Com muitos golpes de teatro e política à mistura, o tema da sucessão de Carlos Costa na liderança do Banco de Portugal (BdP) permanece aceso na praça pública. Falta menos de um mês para uma tomada de decisão que todos concordam que não pode nem deve sofrer adiamentos ou atrasos de qualquer espécie. O momento atual é determinante para a estabilidade do sistema financeiro e o que se exige do regulador é uma liderança forte, independente, legítima, isenta e sem vestígios de incompatibilidade.

Mas eis que, na passada semana, por iniciativa do PAN, PEV, CDS e Iniciativa Liberal, o Parlamento aprovou na generalidade uma lei sobre novas regras para a nomeação do governador do Banco de Portugal, que baixou na especialidade à Comissão de Orçamento e Finanças. Curiosamente e para espanto de todos, no momento da votação – ou talvez uns minutos antes – o ministro das Finanças Mário Centeno apresentava ao Governo o seu pedido de demissão do cargo com efeitos imediatos e por motivos pessoais, mantendo apenas a presidência do Eurogrupo até 13 de julho.

Naturalmente que a todos assiste a liberdade de aceitar entrar para um Governo ou pedir para dele sair, mas Mário Centeno foi mais longe e logo avisou que não assumiria o cargo de deputado para o qual foi eleito em outubro passado, deixando entender que o seu futuro poderia passar por ser indicado para governador do BdP, ignorando que o Parlamento tinha aprovado uma lei na generalidade que punha em causa a sua nomeação.

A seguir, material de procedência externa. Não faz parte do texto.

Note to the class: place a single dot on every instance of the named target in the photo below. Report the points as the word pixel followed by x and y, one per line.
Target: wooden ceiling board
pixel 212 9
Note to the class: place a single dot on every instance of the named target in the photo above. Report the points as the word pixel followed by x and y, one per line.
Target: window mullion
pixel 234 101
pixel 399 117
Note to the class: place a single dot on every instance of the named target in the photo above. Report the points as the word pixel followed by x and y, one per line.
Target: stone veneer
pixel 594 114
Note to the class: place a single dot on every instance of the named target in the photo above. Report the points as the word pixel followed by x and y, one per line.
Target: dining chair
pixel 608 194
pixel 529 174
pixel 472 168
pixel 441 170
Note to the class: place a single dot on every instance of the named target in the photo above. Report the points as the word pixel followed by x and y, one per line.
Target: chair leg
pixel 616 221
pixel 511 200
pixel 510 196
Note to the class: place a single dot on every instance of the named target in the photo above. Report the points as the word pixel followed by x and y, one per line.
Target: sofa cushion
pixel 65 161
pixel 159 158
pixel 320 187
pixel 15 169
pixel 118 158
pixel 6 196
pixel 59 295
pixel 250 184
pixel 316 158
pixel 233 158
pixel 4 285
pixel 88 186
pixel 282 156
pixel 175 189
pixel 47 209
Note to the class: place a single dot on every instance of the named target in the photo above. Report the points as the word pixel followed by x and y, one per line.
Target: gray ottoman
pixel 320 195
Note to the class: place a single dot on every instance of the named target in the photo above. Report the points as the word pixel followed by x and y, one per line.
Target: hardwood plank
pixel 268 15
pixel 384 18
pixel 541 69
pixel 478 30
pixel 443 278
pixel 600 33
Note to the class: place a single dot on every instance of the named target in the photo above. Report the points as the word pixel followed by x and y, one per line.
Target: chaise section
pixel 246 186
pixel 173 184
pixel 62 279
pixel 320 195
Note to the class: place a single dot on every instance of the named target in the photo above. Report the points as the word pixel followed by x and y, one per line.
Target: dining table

Já em 2015, na véspera do Governo nomear (ou renomear) o governador do BdP, os socialistas apresentaram uma iniciativa legislativa (39/2015) para alterar a lei orgânica do BdP, com relevância nos aspetos formais da nomeação do governador, e que acabou por ser aprovada a 10 de abril desse ano apenas com os seus votos e na globalidade 15 dias após sem qualquer audição externa, nem ao BCE. E se o fez em 2015, porque quererá agora andar a empatar este processo que ainda não foi iniciado pelo Governo? É que os dois únicos casos relevantes que ocorreram agora foram mesmo e só a aprovação da lei do PAN na generalidade e a demissão do ministro das Finanças no mesmíssimo dia, 9 de junho de 2020!

E poderá mesmo ter começado aqui um golpe de teatro absolutamente lamentável, que deveria envergonhar todos os intervenientes, e que poderá tornar-se um dos maiores escândalos da República: um ministro que se demite para tentar contornar a lei aprovada na generalidade e um partido como o PS a tentar atrasar o avanço da lei na especialidade com expedientes pouco dignificantes, para ver se ainda consegue propor o até há dias ministro das Finanças para o lugar de governador.

Não está em causa a pessoa, as suas competências e o seu percurso profissional, mas sim o modo que o PS e o Ministério das Finanças escolheram para fazer uma verdadeira OPA ao Banco de Portugal. Tudo à revelia do Parlamento e do Plenário da Assembleia da República. Sem qualquer constrangimento ou pudor.

Abandonar o Governo num momento particularmente delicado para todos, em que a crise aperta e o superavit se transforma em défice orçamental, onde se discute um orçamento suplementar de muitos milhões de euros adicionais para combater o vírus invisível e devastador, deixa o país num enorme desconforto e instabilidade.

Para não falar também das dúvidas que lança sobre a legitimidade de se afirmar num cargo independente e regulador do principal setor da economia portuguesa, depois de o ter tutelado e nomeado quem o fiscalizará. Mais do que o respeito pelas instituições, há o respeito pelos portugueses, que não merecem tamanho golpe, especialmente nestes tempos com tanto de difíceis quanto incertos.